The issues have been assigned the following CVE identifiers -
- CVE-2023-33375 (CVSS score: 8.6) - A stack-based buffer overflow vulnerability in its communication protocol, enabling attackers to take control over devices.
- CVE-2023-33376 (CVSS score: 8.6) - An argument injection vulnerability in its ip tables command message in its communication protocol, enabling attackers to execute arbitrary OS commands on devices.
- CVE-2023-33377 (CVSS score: 8.6) - An operating system command injection vulnerability in the set firewall command in part of its communication protocol, enabling attackers to execute arbitrary OS commands on devices.
- CVE-2023-33378 (CVSS score: 8.6) - An argument injection vulnerability in its AT command message in its communication protocol, enabling attackers to execute arbitrary OS commands on devices.
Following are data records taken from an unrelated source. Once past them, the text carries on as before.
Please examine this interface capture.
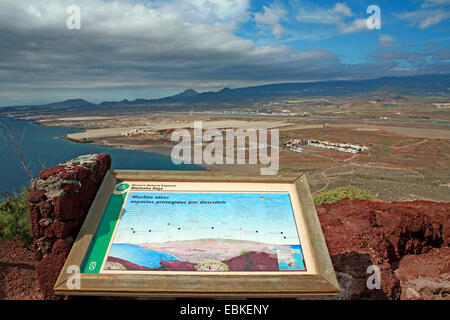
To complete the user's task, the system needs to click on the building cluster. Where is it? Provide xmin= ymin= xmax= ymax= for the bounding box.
xmin=285 ymin=139 xmax=369 ymax=154
xmin=121 ymin=128 xmax=177 ymax=137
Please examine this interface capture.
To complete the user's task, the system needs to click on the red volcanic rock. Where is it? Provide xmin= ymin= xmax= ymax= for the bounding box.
xmin=317 ymin=199 xmax=450 ymax=299
xmin=395 ymin=247 xmax=450 ymax=300
xmin=39 ymin=165 xmax=66 ymax=180
xmin=28 ymin=203 xmax=43 ymax=238
xmin=39 ymin=200 xmax=53 ymax=218
xmin=53 ymin=193 xmax=81 ymax=221
xmin=28 ymin=154 xmax=111 ymax=299
xmin=159 ymin=259 xmax=195 ymax=271
xmin=223 ymin=251 xmax=279 ymax=271
xmin=28 ymin=189 xmax=47 ymax=203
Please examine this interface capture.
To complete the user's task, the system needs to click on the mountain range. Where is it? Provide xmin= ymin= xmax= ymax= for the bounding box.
xmin=2 ymin=74 xmax=450 ymax=110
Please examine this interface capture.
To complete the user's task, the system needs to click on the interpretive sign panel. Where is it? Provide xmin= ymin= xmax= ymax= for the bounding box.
xmin=55 ymin=171 xmax=339 ymax=296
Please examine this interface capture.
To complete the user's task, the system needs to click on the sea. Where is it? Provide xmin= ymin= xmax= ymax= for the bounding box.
xmin=0 ymin=117 xmax=205 ymax=199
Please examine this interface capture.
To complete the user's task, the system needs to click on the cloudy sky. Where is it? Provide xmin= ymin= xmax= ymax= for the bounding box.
xmin=0 ymin=0 xmax=450 ymax=106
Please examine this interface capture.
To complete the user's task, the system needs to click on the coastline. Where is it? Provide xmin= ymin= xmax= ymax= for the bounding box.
xmin=63 ymin=136 xmax=260 ymax=173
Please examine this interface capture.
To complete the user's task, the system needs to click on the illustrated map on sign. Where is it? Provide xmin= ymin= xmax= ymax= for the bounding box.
xmin=102 ymin=191 xmax=306 ymax=272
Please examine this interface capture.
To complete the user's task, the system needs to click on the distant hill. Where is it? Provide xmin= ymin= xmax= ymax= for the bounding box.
xmin=3 ymin=74 xmax=450 ymax=111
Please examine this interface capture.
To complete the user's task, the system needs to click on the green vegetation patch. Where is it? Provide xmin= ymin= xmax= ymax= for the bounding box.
xmin=194 ymin=260 xmax=230 ymax=271
xmin=0 ymin=188 xmax=33 ymax=246
xmin=313 ymin=186 xmax=375 ymax=205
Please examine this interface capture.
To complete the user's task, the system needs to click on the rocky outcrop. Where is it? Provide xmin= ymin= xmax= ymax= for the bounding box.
xmin=28 ymin=154 xmax=111 ymax=299
xmin=316 ymin=199 xmax=450 ymax=299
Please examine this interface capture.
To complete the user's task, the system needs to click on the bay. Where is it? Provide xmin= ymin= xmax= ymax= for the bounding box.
xmin=0 ymin=118 xmax=205 ymax=198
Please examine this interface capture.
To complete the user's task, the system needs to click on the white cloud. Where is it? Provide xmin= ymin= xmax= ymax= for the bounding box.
xmin=378 ymin=34 xmax=395 ymax=48
xmin=397 ymin=0 xmax=450 ymax=29
xmin=339 ymin=19 xmax=369 ymax=34
xmin=255 ymin=6 xmax=287 ymax=38
xmin=331 ymin=2 xmax=353 ymax=17
xmin=297 ymin=2 xmax=368 ymax=34
xmin=185 ymin=0 xmax=250 ymax=21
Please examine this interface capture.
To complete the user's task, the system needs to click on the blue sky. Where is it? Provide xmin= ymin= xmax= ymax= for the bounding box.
xmin=0 ymin=0 xmax=450 ymax=106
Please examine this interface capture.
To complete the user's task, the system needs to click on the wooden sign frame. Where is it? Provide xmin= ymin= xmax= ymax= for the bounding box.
xmin=54 ymin=170 xmax=339 ymax=298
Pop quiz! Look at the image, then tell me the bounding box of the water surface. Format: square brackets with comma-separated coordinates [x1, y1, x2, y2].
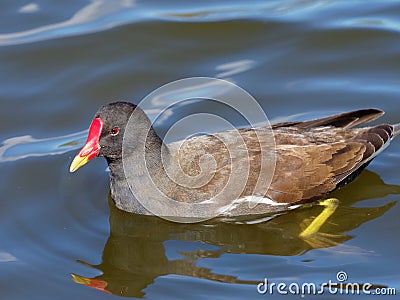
[0, 0, 400, 299]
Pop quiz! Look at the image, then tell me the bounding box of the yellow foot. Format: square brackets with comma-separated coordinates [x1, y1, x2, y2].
[299, 198, 348, 248]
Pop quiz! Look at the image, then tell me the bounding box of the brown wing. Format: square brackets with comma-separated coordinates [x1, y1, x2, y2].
[272, 108, 384, 129]
[268, 125, 393, 203]
[169, 109, 393, 213]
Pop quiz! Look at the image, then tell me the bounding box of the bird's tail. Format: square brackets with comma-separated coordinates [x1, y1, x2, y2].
[392, 123, 400, 136]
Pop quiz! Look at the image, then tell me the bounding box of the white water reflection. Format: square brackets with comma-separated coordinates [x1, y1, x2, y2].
[0, 130, 87, 162]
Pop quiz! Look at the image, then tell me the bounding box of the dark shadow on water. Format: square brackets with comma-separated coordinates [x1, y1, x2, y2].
[72, 171, 400, 297]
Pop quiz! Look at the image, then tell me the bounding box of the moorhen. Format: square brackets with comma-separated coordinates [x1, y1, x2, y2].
[70, 102, 400, 224]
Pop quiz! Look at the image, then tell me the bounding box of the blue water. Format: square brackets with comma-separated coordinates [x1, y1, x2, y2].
[0, 0, 400, 299]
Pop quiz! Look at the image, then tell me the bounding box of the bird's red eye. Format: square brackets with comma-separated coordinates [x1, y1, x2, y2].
[110, 127, 119, 135]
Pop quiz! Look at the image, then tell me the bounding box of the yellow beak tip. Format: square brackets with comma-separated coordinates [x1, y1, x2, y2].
[69, 155, 89, 173]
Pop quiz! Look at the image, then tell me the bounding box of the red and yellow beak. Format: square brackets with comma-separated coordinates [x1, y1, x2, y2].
[69, 118, 103, 173]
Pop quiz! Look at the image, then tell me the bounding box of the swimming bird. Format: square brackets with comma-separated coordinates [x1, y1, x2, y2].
[70, 102, 400, 227]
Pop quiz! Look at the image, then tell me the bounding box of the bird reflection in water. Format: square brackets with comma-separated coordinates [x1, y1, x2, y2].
[72, 170, 400, 297]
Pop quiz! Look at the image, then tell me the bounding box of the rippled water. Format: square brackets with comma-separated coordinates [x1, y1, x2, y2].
[0, 0, 400, 299]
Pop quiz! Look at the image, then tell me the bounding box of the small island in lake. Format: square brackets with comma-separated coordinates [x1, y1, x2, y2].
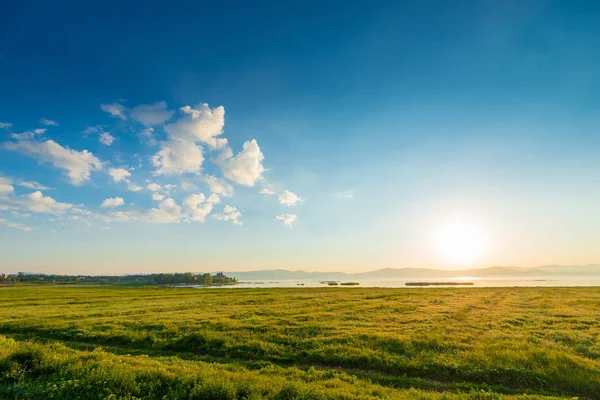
[405, 282, 474, 286]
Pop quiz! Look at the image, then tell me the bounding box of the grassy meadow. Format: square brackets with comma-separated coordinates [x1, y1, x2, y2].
[0, 285, 600, 399]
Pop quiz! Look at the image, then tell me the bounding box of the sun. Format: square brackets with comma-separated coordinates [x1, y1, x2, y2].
[434, 218, 487, 265]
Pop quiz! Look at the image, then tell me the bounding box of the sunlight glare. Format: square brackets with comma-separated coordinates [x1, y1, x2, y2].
[434, 218, 487, 265]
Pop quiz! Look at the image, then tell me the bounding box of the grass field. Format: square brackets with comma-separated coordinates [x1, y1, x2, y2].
[0, 286, 600, 399]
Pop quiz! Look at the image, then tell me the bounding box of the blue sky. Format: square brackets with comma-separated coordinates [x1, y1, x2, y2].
[0, 1, 600, 273]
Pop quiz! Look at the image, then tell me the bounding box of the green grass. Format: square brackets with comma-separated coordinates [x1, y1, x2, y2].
[0, 286, 600, 399]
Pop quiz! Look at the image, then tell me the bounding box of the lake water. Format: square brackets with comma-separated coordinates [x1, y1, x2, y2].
[185, 275, 600, 289]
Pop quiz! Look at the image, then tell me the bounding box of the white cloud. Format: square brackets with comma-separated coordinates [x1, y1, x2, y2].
[14, 190, 73, 214]
[183, 193, 213, 222]
[3, 135, 102, 185]
[40, 118, 58, 126]
[165, 104, 227, 148]
[138, 127, 157, 146]
[152, 140, 204, 175]
[219, 139, 265, 187]
[98, 132, 115, 146]
[275, 214, 298, 227]
[206, 193, 221, 204]
[0, 176, 15, 197]
[152, 193, 165, 201]
[145, 198, 181, 224]
[213, 205, 243, 225]
[334, 190, 354, 199]
[0, 218, 34, 232]
[100, 103, 127, 120]
[129, 101, 175, 126]
[127, 184, 144, 192]
[108, 168, 131, 182]
[100, 197, 125, 208]
[202, 176, 233, 197]
[258, 188, 277, 196]
[279, 190, 302, 207]
[17, 181, 50, 190]
[180, 181, 198, 191]
[81, 125, 104, 136]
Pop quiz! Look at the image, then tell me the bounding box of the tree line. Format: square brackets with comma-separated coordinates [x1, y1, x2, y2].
[0, 272, 237, 286]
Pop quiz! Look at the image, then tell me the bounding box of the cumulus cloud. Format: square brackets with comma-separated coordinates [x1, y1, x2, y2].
[183, 193, 213, 222]
[258, 188, 277, 196]
[152, 140, 204, 175]
[81, 125, 104, 136]
[100, 103, 127, 120]
[0, 176, 15, 197]
[180, 181, 198, 191]
[108, 168, 131, 182]
[0, 218, 34, 232]
[206, 193, 221, 204]
[213, 205, 242, 225]
[40, 118, 58, 126]
[138, 127, 157, 146]
[98, 132, 115, 146]
[145, 198, 181, 224]
[165, 104, 227, 148]
[127, 184, 144, 192]
[146, 183, 162, 192]
[17, 181, 50, 190]
[219, 139, 265, 187]
[152, 193, 165, 201]
[3, 135, 102, 185]
[13, 190, 73, 214]
[152, 104, 227, 175]
[279, 190, 302, 207]
[202, 175, 233, 197]
[334, 190, 354, 200]
[129, 101, 175, 126]
[275, 214, 298, 227]
[100, 197, 125, 208]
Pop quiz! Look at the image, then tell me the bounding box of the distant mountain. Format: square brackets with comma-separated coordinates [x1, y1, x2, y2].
[225, 264, 600, 281]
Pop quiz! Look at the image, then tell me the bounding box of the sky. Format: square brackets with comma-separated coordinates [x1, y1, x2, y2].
[0, 0, 600, 274]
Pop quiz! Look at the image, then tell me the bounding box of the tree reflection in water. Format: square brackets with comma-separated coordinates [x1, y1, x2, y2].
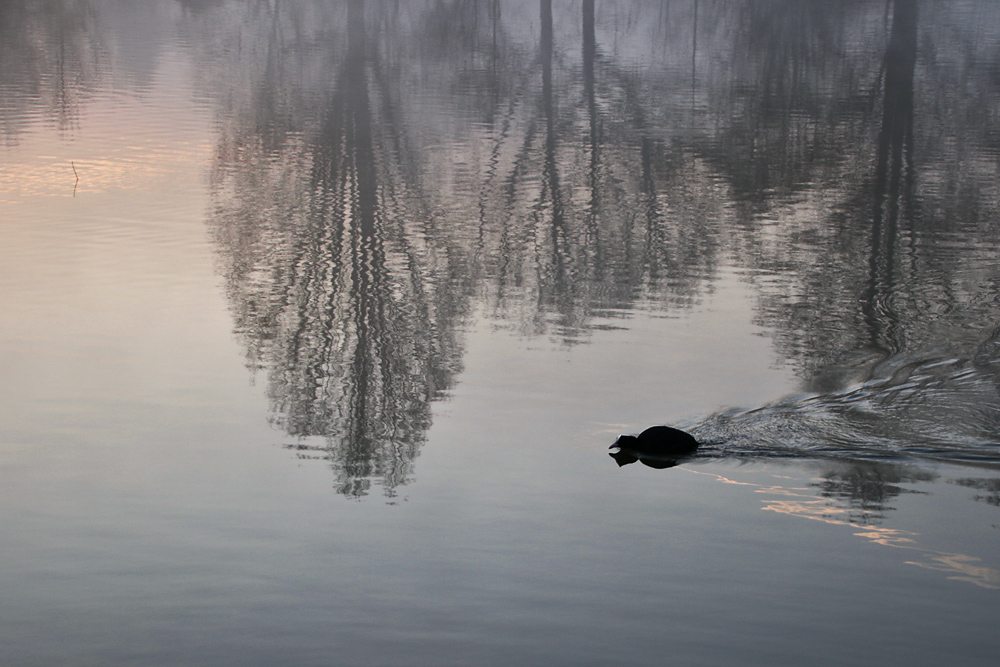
[204, 0, 1000, 498]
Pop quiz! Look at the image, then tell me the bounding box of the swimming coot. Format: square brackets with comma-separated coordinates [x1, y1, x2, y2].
[610, 426, 698, 468]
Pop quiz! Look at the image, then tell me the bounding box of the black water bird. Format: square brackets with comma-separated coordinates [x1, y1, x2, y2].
[610, 426, 698, 468]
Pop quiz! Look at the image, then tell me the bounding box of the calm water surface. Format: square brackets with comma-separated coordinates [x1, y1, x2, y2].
[0, 0, 1000, 665]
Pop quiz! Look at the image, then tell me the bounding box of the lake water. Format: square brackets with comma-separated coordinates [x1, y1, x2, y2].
[0, 0, 1000, 666]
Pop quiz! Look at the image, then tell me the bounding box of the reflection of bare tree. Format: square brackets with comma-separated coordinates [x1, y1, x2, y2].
[954, 477, 1000, 507]
[815, 462, 935, 525]
[0, 0, 104, 136]
[208, 0, 472, 496]
[193, 0, 1000, 493]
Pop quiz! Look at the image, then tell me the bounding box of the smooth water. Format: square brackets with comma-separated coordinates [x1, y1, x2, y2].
[0, 0, 1000, 665]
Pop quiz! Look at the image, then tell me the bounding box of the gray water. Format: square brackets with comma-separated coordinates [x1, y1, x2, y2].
[0, 0, 1000, 665]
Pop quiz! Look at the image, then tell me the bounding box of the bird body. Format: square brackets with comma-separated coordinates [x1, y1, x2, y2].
[611, 426, 698, 468]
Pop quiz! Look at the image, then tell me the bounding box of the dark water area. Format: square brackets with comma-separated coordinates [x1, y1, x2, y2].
[0, 0, 1000, 665]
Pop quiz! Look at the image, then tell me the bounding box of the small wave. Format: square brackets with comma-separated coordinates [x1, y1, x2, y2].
[688, 338, 1000, 468]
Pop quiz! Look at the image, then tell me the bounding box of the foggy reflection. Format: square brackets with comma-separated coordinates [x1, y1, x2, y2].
[0, 0, 107, 141]
[815, 463, 936, 525]
[206, 0, 467, 496]
[952, 477, 1000, 507]
[184, 0, 1000, 490]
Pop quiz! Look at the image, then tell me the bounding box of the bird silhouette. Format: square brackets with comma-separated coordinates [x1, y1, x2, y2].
[609, 426, 698, 469]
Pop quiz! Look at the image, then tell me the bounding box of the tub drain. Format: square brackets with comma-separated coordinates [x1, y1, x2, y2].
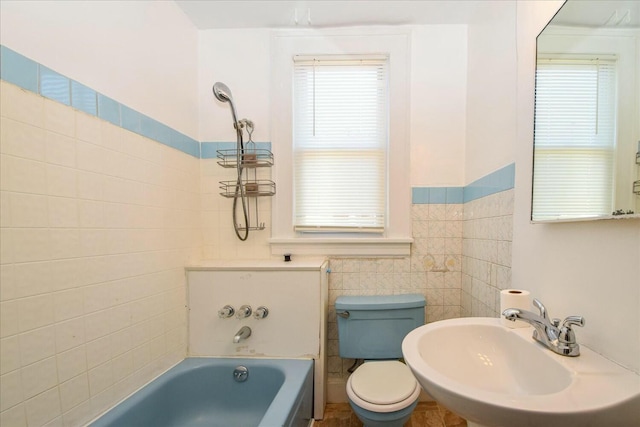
[233, 365, 249, 383]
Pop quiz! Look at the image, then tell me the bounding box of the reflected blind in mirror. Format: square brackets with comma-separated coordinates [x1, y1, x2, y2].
[532, 58, 616, 220]
[293, 56, 389, 233]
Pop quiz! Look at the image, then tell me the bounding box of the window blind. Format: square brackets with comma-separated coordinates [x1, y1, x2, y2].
[293, 56, 389, 233]
[532, 58, 616, 220]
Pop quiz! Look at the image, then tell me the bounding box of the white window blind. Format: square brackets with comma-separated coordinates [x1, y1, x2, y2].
[293, 55, 389, 233]
[532, 58, 616, 220]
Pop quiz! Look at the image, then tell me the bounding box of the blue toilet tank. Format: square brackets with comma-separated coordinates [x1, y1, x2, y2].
[335, 294, 426, 359]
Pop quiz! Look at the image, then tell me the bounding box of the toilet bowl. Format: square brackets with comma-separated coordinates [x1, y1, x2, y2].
[347, 361, 421, 427]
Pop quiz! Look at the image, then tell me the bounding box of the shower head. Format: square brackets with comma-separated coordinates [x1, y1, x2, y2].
[213, 82, 238, 127]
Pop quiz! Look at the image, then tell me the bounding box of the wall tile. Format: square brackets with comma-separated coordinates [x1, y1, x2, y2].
[0, 404, 27, 427]
[0, 335, 22, 375]
[25, 387, 62, 426]
[56, 345, 87, 383]
[11, 193, 48, 228]
[21, 357, 58, 399]
[0, 117, 45, 161]
[98, 93, 120, 126]
[44, 99, 76, 137]
[20, 326, 56, 366]
[0, 370, 23, 411]
[60, 373, 90, 412]
[46, 132, 76, 167]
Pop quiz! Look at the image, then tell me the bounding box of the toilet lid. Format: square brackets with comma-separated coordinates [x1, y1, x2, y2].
[351, 360, 417, 405]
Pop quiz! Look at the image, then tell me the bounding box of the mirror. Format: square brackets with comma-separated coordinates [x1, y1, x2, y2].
[531, 0, 640, 222]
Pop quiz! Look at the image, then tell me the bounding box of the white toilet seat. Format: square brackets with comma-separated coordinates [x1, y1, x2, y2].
[347, 360, 421, 413]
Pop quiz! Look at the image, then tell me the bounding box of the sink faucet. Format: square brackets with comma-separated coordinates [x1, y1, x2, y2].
[233, 326, 251, 344]
[502, 298, 585, 356]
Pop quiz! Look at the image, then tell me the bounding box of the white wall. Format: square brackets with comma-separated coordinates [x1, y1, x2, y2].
[411, 25, 467, 187]
[513, 1, 640, 372]
[198, 25, 467, 186]
[464, 3, 520, 184]
[0, 1, 198, 138]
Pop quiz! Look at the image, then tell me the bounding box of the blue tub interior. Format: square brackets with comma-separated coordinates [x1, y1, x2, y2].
[91, 358, 313, 427]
"These vulnerabilities, if exploited, could pose serious risk for thousands of companies around the world, allowing attackers to disrupt the companies' business and production, along with giving them access to the companies' internal networks," Moshe said.
The disclosure comes as the company also revealed a handful of flaws in network-attached storage (NAS) devices from Synology and Western Digital that could be weaponized to impersonate and control them, as well as steal stored data and redirect users to an attacker-controlled device.
It also follows the discovery of three unpatched vulnerabilities affecting Baker Hughes' Bently Nevada 3500 rack model that could be utilized to bypass the authentication process and obtain complete access to the device and .
"In the most severe scenario, these flaws could allow an attacker to fully compromise the device and alter its internal configuration, potentially leading to either incorrect measurements from monitored machines, or denial-of-service attacks," Nozomi Networks said.